Now, the first read gets flag 77 (read paired, read unmapped, mate unmapped, first in pair), the other flag 133 (read paired, read unmapped, second in pair), i.e. the mate unmapped flag is not set in the second read. The trouble starts when you only keep reads if they and their corresponding mate are unmapped, because all of a sudden you miss one read / have one too many.

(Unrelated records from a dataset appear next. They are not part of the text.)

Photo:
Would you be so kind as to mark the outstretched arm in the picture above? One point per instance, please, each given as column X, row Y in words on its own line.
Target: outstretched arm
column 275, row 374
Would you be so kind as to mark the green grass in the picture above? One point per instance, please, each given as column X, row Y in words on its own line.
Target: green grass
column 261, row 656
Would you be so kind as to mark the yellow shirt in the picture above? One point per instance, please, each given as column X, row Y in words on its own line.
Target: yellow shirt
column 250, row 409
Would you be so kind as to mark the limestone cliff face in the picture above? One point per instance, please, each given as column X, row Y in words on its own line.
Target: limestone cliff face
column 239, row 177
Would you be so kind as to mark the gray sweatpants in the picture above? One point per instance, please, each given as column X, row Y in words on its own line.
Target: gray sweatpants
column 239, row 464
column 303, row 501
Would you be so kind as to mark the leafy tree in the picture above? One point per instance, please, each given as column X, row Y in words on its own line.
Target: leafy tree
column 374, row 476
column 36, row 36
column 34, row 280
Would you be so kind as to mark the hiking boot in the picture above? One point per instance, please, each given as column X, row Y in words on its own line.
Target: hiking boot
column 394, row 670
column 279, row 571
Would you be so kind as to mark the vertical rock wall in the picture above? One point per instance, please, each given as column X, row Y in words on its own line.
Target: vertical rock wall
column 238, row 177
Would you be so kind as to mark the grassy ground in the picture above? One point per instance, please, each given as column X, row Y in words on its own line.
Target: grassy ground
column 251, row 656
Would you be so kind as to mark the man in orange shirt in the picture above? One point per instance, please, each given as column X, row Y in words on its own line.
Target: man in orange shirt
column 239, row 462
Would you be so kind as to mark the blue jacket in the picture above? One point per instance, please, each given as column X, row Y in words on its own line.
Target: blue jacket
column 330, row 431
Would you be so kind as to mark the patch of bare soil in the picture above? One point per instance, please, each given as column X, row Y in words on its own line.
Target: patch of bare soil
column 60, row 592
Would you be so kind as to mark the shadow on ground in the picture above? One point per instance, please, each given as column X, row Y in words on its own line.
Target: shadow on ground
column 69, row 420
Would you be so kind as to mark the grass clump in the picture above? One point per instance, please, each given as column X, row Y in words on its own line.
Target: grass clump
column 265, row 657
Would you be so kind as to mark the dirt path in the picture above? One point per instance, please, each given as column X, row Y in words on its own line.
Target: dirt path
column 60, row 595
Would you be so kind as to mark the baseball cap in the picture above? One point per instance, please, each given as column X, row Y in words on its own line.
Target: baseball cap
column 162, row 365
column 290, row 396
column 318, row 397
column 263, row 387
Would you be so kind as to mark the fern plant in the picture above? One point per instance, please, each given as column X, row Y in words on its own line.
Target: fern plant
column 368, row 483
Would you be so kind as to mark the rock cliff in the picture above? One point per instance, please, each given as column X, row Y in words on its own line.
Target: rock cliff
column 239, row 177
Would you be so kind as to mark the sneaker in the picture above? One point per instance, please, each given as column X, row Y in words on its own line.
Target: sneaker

Here the offending mate-pair (both unmapped, but one "mate unmapped" missing):
SRR341644.4631996 77 chrM 16500 37 75M = 16500 0 CATCTGGTTCCTACTTCAGGGCCATAAAGCCTAAATAGCCCACACGTTCCCCTTAAATAAGACATCACGATGGGG CCCCCCCCCCCCCCCCCCCCCCCCCCCCCCCCCCCCCCCCCCCCCCBCCCCCCCCCCCCCCCCCCCCCCCDBCCC XT:A:U NM:i:2 SM:i:37 AM:i:0 X0:i:1 X1:i:0 XM:i:2 XO:i:0 XG:i:0 MD:Z:73A0A0
SRR341644.4631996 133 chrM 16500 0 * = 16500 0 TGATAGACCTGTGATCCATCGTGATGTCTTATTTAAGGGGAACGTGTGGGCTATTTAGGCTTTATGGCCCTGA CCCCCCCCCCCCCCCCCCCCCCCCCCCCCCCCCCCCCCCCCCCCDCCCCCCCCCBCCC>CCCCCCCCCCCCCC
Why is this flag mismatch happening in the first place? To be more precise: while un-mapping the previously mapped read pair, the flags in only one of them are set properly. Both should set have 'mate unmapped' set. Why does this happen? Is this a bug?
Andreas
That's what I do now. Technically this shouldn't be necessary though if the flags were correct, i.e. if they would indicate that both reads and their respective mates are unmapped.